The Paul & Helen Schnare Library was thrilled when we learned we were the recipients of the “Bridging Cultures: Muslim Journeys” grant. This grant was offered by the National Endowment for the Humanities in conjunction with the American Library Association, the Ali Vural Ak Center for Islamic Studies, Oxford University Press, Twin Cities Public Television, the Carnegie Corporation of New York, and the Doris Duke Foundation for Islamic Art.
The Muslim Journeys grant provided us with a collection of 25 books, 3 documentaries, and a DVD of short films to add to our collection. The books follow five different themes:
- American Stories
- Connected Histories
- Literary Reflections
- Pathways of Faith
- Points of View
We’ll be highlighting each of those themes here on our blog, and the books that make up each theme can be found on the Muslim Journeys display located by the Reference Desk.
The Muslim Journeys theme of Connected Histories was developed by Giancarlo Casale of the University of Minnesota. As it states on the Muslim Journeys website:
[T]his theme of “connected histories” [is] a new way of understanding the past in which Islam and the West, far from being locked in an endless “clash of civilizations,” are seen instead as products of this cosmopolitan and inextricably intertwined history. By highlighting the intellectual inheritance shared by Islam and the West, their mutual bonds of monotheism, and the surprising intensity of their cultural and commercial interaction, as well as the individual experiences of the many merchants, missionaries, and other adventurers who journeyed “to the other shore,” these books all chart a path to a new vision of the world of our ancestors, a world that was as remarkably complex and dynamically interconnected as the one we live in today.

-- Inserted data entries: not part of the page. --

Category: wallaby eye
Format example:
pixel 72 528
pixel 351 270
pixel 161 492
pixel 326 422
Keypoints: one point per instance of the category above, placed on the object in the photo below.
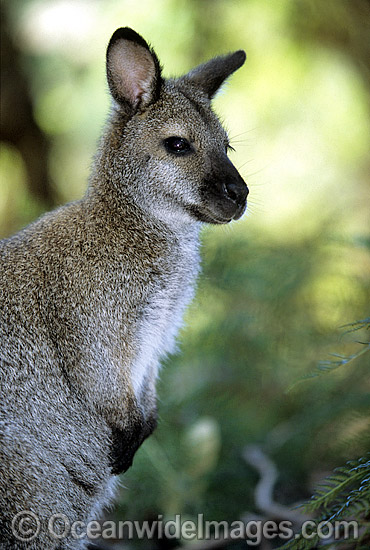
pixel 177 145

Casale wrote an essay about this Connected Histories theme and you’ll definitely want to check it out. You can find the essay here. It gives an overview of the theme along with a brief summary of each of the five titles that correspond to it in the collection:
- When Asia Was the World: Traveling Merchants, Scholars, Warriors, and Monks Who Created the “Riches of the East” by Stewart Gordon
- The House of Wisdom: How Arabic Science Saved Ancient Knowledge and Gave Us the Renaissance by Jim Al-Khalili
- The Ornament of the World: How Muslims, Jews, and Christians Created a Culture of Tolerance in Medieval Spain by Maria Rosa Menocal
- Leo Africanus by Amin Maalouf, translated by Peter Sluglett
- In an Antique Land: History in the Guise of a Traveler’s Tale by Amitav Ghosh
Make sure you take advantage of this great opportunity – and check out one of our highlight “Connected Histories” titles!